The great thing about Azure Data Lake Store is that you’re paying a relatively low cost for storage, a reasonable cost for read/write activities, and you’re leveraging Microsoft’s enormous cloud infrastructure to do it. The pricing details are here. To set up a similar environment on premises would have been cost-prohibitive. Add in the natural redundancy of Hadoop File System (HDFS), and you’ve got a cost-effective Big Data solution that naturally ties into the overall Microsoft platform, to include a Visual Studio SDK, Power BI integration and direct portal access to data.
Parallel Development is a Go!
If you’ve ever been part of a data-centric project, you know the challenges of standing up data stores while developers are trying to develop. The struggle and the refactoring are real. The database architects are trying to nail down schema design while the application architects are screaming that they need data, now. And if you must write complex ETL processes to load your data, well then, you’d better bring brownies for your app guys, because they’re going to be grumpy. With the data lake solution, we provisioned it and set up access in hours, not days. From there, we established a few guidelines for how to organize the data, and everyone went to town. Three developers simultaneously loading data into a data store on Day 2 of a project was a beautiful thing.
You Want Scalability? That’s How You Get Scalability!
It is a basic tenet of the Big Data ideal that scalability is built right into the infrastructure. Scaling data across multiple commodity servers is part of the deal. Conceptually, we all got this. In practice, it was just cool to see. We ramped up from 0 to many Gigabytes quickly, and not once did we have to check in with the infrastructure team to beg for more space. You’ll see it in the pricing model. They price by Terabyte ranges, not Gigabyte. Add in that there is literally no limit on transaction sizes or file sizes, and you’ve got a long-term solution to myriad data storage challenges. Disclaimer: Best not to test that “unlimited transaction size” thing – performance is still an issue when you get really big.
We started with a few basic objectives around consolidated staging data for our data lake, but once everyone wrapped their collective head around the idea of the lake’s inherent scalability, we found other uses for it. Legacy data that needs to live somewhere so we can sundown a server? Done. Outside files that had been stored on a file server? New home! Output that one process produced that was needed by another, unconnected application? Yes.

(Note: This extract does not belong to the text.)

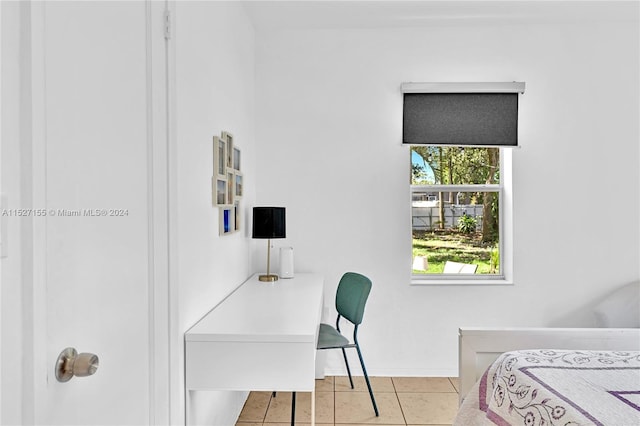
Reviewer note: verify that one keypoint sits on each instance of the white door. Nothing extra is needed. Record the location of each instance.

When Should You Consider a Data Lake?
With this client, we’ve learned a lot about how to use a data lake architecture. Here are a just few cases where a data lake might be a good option for your organization:
- You have multiple systems doing the same thing, and you need to put the data all in one place for analysis by your power users or data scientists
- You need a staging area where applications can persist data for use by other processes
- You need a landing/staging area for a traditional relational database, and you want it quickly
- You have streaming data coming in, and you need to put it somewhere
- You have legacy data you don’t want to lose, but you also don’t want to spend a lot of money transforming it
- You have a lot of flat files, Excel spreadsheets, and such that you’d love to get off the on-prem file server, but maintain accessibility for the processes that need them
The Wrap Up
It is important to temper my enthusiasm for a data lake as a data store solution with this statement: A data lake is not a silver bullet. There is still a time and a place for a relational database. But, if you need to stand up a hyper-flexible data store that gets your developers up and running quickly, a data lake is a great option to consider.